In Singapore, community befriending programmes have helped make the disadvantaged elderly less lonely.
"There are about 4,000 ambassadors who go out and talk to people. It's about letting the older people feel that someone cares for them, that they are not left out," said Prof Chan.
She cited the Care Close To Home programme that is offered at 15 locations, including Ang Mo Kio and Kreta Ayer, as an excellent initiative in reaching out to vulnerable older adults who rarely step out of their public rental flats.
"A nurse and five nursing practitioners are embedded in the community and they literally know almost everyone in that neighbourhood," said Prof Chan.
Under the scheme, seniors in rental flats can be cared for while continuing to live in their own homes.
Dr Neo said care and concern shown through actions or even simple conversations can help someone feel less lonely.
Apart from befriending services, the elderly can also get counselling, visit Senior Activity Centres and call The Seniors Helpline, said Mr Lim Wee Onn, a senior clinical psychologist at the Department of Psychology at the Institute of Mental Health.
He added that the strategies to help combat loneliness as suggested by a few overseas studies include raising public awareness of normal and active ageing, apart from the accessibility of community support.
Prof Chan said: "It's also the way buildings are built.

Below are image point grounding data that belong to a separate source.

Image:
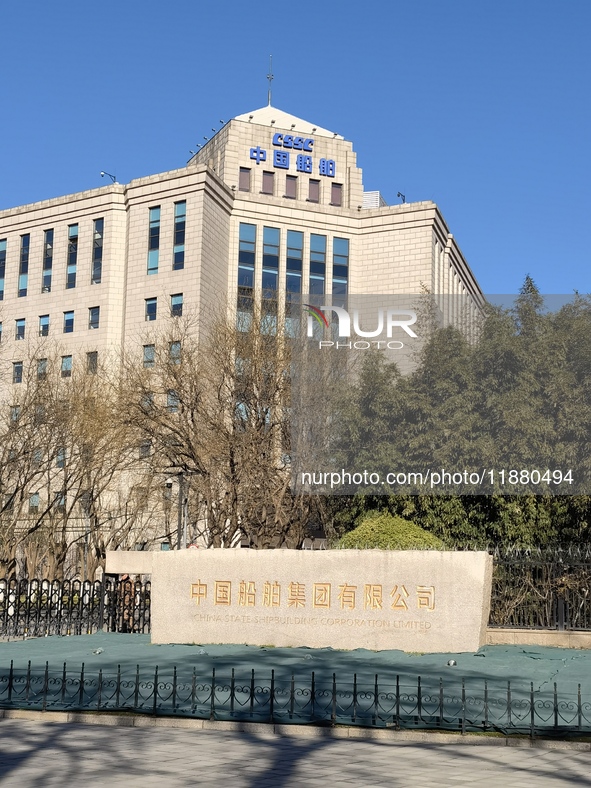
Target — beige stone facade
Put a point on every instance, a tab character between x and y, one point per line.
391	249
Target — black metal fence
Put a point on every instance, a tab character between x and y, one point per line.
542	589
30	608
532	589
453	706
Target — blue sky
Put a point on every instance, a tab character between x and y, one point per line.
481	106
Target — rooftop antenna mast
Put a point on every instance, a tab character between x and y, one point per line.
270	78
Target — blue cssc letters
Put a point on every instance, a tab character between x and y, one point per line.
289	141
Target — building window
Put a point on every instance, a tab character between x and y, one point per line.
43	325
172	401
59	501
151	308
244	179
94	316
291	186
336	194
270	261
268	183
97	251
295	257
66	369
317	264
2	266
176	305
313	191
72	256
41	369
47	261
340	266
174	352
180	215
34	502
154	240
246	261
23	270
149	356
68	322
92	362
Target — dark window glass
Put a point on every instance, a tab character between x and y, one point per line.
47	261
17	371
268	183
149	355
2	266
151	308
92	362
336	194
66	368
41	369
244	179
23	271
72	256
176	305
180	210
291	186
97	252
154	240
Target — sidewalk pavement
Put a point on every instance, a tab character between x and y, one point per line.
41	754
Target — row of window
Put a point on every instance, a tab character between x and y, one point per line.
176	307
178	249
94	316
47	259
293	187
18	367
294	259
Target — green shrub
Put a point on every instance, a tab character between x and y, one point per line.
389	532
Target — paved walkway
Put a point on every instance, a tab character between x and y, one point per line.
41	754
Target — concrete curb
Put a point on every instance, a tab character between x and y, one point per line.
383	735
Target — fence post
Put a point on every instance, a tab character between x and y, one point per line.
193	691
291	696
155	705
174	689
64	684
561	613
81	688
136	693
272	696
463	706
232	692
45	686
333	715
212	707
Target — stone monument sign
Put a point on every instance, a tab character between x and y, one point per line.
427	601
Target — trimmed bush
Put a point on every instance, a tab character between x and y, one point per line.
389	532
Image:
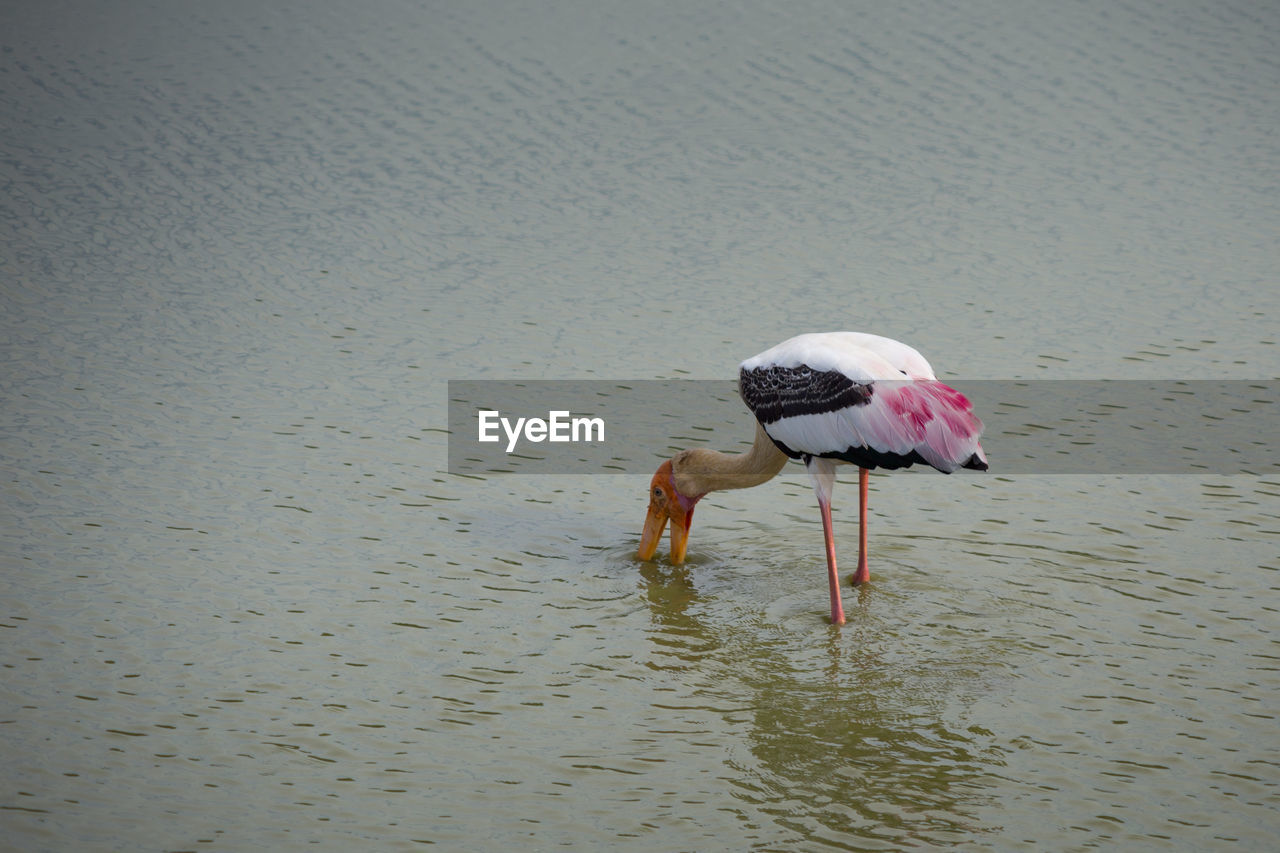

We live in high-rise buildings and most people don't say hello. But the Government has been trying to create spaces for people to get together."
Elsewhere, other approaches have also been used. In countries like the US, Britain and Australia, loneliness has been treated with anti-depressants and cognitive behavioural therapy, said Prof Chan.
"Doing both works... It's changing your state of mind."
However, cost is a big barrier, considering an hour of cognitive behavioural therapy in private practice can easily cost $200, she said.
Ms Loh feels the Government's free community exercise programmes have been a godsend.
"I enjoy my exercise and have my kakis (friends)," she said. "I feel happier and healthier now."